Anugerah tidak tinggal diam. Yos Hendri, Presiden Direktur PT Anugerah Surya Pratama, induk usaha Anugerah Surya Indotama, menyatakan perseroan akan mengajukan permohonan banding. Berkas perlawanan sudah diserahkan Rabu pekan lalu. "Ada kejanggalan dan banyak bukti kami dikesampingkan hakim," ujar Yos.

Dua perusahaan itu memperebutkan konsesi pertambangan seluas 9.700 hektare di Pulau Kawei. Kawasan itu diperkirakan memiliki kandungan nikel 50-100 juta metrik ton. Logam ini diperkirakan habis dalam waktu 100 tahun lagi. Sekarang para pembeli di luar negeri sedang giat-giatnya mengimpor nikel dari Indonesia. Pembeli berpacu dengan waktu sebelum 2014. Pada saat itu, larangan ekspor bahan tambang belum-diolah diberlakukan.

Pulau Kawei memanas sejak awal Juli lalu. Ketika itu tersiar kabar Johnson Panjaitan disandera polisi dari kesatuan Brigade Mobil Kepolisian Resor Raja Ampat. Bekas aktivis Perhimpunan Bantuan Hukum Indonesia ini sedang berusaha menutup kegiatan eksplorasi Anugerah. Ia berpatokan pada penetapan Pengadilan Tata Usaha Negara Jayapura, yang memerintahkan kegiatan pertambangan Anugerah dihentikan hingga perkara sengketa berkekuatan hukum tetap.

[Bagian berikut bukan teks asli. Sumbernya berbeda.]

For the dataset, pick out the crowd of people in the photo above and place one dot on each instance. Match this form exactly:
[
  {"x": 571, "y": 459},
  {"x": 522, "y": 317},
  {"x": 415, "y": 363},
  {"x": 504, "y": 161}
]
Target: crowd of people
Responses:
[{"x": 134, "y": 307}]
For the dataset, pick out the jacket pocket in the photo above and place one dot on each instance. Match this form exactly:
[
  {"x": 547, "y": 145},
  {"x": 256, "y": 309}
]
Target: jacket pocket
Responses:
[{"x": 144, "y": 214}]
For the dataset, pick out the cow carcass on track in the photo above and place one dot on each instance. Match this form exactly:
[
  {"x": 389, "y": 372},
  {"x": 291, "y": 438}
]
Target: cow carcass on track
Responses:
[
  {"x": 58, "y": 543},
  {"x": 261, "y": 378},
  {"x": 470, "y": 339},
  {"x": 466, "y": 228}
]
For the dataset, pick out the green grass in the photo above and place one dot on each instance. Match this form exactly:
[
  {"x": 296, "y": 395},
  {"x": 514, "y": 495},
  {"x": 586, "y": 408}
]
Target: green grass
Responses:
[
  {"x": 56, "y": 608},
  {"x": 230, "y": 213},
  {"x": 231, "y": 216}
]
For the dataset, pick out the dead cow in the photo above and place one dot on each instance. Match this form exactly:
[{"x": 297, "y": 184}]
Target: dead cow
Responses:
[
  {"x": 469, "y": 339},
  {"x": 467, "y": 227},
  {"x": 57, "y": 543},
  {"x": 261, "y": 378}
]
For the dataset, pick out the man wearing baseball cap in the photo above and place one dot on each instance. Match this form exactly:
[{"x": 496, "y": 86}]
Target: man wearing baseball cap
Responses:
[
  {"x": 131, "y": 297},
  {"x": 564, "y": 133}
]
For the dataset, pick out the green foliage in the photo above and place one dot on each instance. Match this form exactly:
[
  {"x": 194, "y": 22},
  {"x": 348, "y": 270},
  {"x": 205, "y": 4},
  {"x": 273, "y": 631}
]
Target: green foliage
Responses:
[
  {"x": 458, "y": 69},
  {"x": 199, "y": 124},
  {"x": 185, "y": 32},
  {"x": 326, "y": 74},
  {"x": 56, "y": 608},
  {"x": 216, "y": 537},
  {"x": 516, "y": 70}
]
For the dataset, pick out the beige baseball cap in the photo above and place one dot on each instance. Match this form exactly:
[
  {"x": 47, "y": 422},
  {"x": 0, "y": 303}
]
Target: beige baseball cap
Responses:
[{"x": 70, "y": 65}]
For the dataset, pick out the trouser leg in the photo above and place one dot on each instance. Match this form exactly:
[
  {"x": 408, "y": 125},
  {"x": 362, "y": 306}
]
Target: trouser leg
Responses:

Suasana di Pulau Kawei semakin genting lantaran masing-masing kubu memanfaatkan dukungan masyarakat adat setempat. Anugerah didukung Bupati Marcus Wanma dan kepolisian resor setempat. Anugerah juga telah melakukan upacara adat "ketuk pintu" dengan menyetor uang tanda persahabatan Rp 30 juta. Uang ini diberikan kepada masyarakat Desa Saleyo, Teluk Manyailibit, sebagai pemilik tanah adat hak ulayat. "Kami sudah diterima secara adat," kata Haryanto, Komisaris Utama Anugerah.

Sebaliknya, Kawei Sejahtera mendapat dukungan dari masyarakat adat Pulau Kawei di bawah pimpinan ketua adat suku Kawei, Korinus Ayello. "Mereka pemilik sah ulayat Pulau Kawei," kata Johnson. Saat menyambangi Raja Ampat, Johnson dan Kawei Sejahtera meminta pengawalan dua anggota Brigade Mobil dari Kelapa Dua, Depok. "Saya memang minta pengawalan resmi," ujar Johnson. Ia mengaku akan dibunuh dan dianggap provokator oleh masyarakat adat Raja Ampat.

Anugerah membantah cerita ini. Yos menuding Johnson melakukan insinuasi berita di media massa. "Bagaimana mungkin kami menyandera? Johnson kan dikawal dua anggota Brimob Depok," ujar Yos. Johnson, ujar Yos, hanya mendramatisasi peristiwa yang dialaminya ke media massa seolah-olah menjadi teraniaya dalam sengketa ini. Kepolisian Daerah Papua juga membantah ihwal penyanderaan itu. "Tidak benar," kata juru bicara Polda Papua, Komisaris Besar Wachyono.

l l l

SALING tuding menjalar ke masalah lain. Anugerah menuding Kawei Sejahtera diam-diam menjalin kemitraan dengan PT Ricobana Abadi. Perusahaan milik Kentjana Widjaja ini berkantor di Jalan Majapahit Nomor 26, Gedung Centrum, Jakarta. "Ada Kentjana di balik perusahaan itu (Ricobana)," kata Haryanto.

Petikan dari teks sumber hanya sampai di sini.